Talked this over a lot with my biking buddy Mordechai who is also a Neurologist. He does not practice here in Israel so I saw a local. He conferred with Mordechai who thought I may have damaged my pudental nerve. 
Stayed off the bike for about three months. During that time I had a professional bike fitting and consulted a lot by email, phone and video with Dave Schindler at ISM. He gave me adjustments to make that were specific to his saddle that the fitter may not have known.
Upon Dave's advice I tried a short 2 km ride, no pain. Tried a 9 Km ride and 1.5 months later I am still suffering.

Let's talk about this pain. While I am riding a don't have any discomfort or numbness. Later in the day or the next day it will get painful. My nuts usually feel the way I do about 10 minutes after I took a hit there. I lived like this for over a year. When it got to the point were I could not tell if I had climaxed with my wife, I stopped riding. Most of my life I did not have an awareness of my nuts. Since these pains have started they are always on my mind. Sometimes it was bad enough to take Ibuprofen or Tylenol. Tried hot baths, pulsing shower, yeah hold your comments. 
Nothing seems to help.
Checked with a sports Dr who sent me to another Urologist who specializes in Sport Med and rides too. He also threw up his hands. Was checked also by a surgeon to see if I have a hernia. Nope. 

It's been about 6 months since I've ridden, except from those two trials. I'm going nuts! My 11 year old can seriously ride and I just want to spend time with him on the trails! 
Any suggestions?


----------



## Mr Pig (Jun 25, 2008)

Shalom,

Have you tried riding without cycling shorts/padding?

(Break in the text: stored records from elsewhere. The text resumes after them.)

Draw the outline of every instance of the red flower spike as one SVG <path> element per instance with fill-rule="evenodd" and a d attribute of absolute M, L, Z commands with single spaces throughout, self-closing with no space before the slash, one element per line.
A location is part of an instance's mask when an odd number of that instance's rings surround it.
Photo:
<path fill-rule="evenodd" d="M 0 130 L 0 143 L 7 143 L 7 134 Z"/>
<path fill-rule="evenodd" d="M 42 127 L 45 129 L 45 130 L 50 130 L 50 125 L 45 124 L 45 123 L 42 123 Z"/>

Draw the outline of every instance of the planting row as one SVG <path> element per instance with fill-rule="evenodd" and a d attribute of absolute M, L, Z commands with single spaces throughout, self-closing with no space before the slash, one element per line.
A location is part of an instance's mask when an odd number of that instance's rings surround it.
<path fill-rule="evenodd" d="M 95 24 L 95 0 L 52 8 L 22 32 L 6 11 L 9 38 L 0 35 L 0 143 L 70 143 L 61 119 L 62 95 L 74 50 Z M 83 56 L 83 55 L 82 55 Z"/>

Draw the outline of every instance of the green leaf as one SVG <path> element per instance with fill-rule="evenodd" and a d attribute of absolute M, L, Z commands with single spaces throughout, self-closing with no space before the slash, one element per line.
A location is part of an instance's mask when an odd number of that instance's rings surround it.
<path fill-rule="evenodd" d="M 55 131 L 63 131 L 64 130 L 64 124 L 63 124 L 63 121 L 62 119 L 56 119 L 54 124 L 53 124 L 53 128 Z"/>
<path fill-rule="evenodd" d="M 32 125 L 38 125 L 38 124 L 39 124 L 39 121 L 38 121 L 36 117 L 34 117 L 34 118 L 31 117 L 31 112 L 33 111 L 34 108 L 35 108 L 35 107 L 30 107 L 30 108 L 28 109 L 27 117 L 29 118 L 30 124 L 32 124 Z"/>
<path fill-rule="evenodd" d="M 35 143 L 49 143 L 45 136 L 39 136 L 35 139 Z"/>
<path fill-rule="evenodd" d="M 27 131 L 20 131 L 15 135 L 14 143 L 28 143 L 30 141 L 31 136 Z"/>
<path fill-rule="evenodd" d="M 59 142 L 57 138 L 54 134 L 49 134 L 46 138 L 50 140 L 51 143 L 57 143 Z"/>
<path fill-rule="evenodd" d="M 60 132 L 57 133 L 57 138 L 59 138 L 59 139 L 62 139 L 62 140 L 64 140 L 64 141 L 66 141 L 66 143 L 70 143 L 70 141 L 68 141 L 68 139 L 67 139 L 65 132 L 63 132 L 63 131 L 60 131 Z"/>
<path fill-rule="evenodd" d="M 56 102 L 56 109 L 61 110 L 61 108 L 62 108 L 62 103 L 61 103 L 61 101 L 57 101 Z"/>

A few years ago I had similar issues, though not as bad as yours I don't think. I actually asked the doctor if they could just remove my nuts as I don't really need them any more! ;0) He gave me a glassed look and said "No, we're not in the business of removing healthy body parts". 

For me the answer seems to have been variety. I still wear padded shorts/trousers but a lot of the time I just wear normal shorts with no padding. Lycra holds all your bits quite tightly which seems to be bad for circulation and keeps pressure on the same points all the time. Looser shorts let your junk move a bit and there is more airflow to keep you cool. I don't have any issues these days. 

I'm the same age as you and ride both on and off road. I ride most days and probably average about eighty-miles a week. My hard-tail has a Charge Spoon saddle, my full-sus saddle is very similar and my commuter has a bit more padding on it. 

If that doesn't work there is another option. When I first started having issues I took a saddle I had which had thick padding on it, peeled back the front of the cover and cut off the foam on the nose. I put some very soft foam in to try and hold the shape but it just squashed down. The saddle looked odd with the step-down nose but it did work. It reduced/removed the pressure on your stuff while the lower part of the nose was still there to locate the saddle between your legs. I would describe it as completely effective. I stopped using it because it looked stupid and I found that with other measures I didn't need it any more. 

So hang in there. It's a fight you can win :0)


----------



## Riding In Israel (Sep 8, 2005)

Thanks. Maybe a picture of your doctored saddle?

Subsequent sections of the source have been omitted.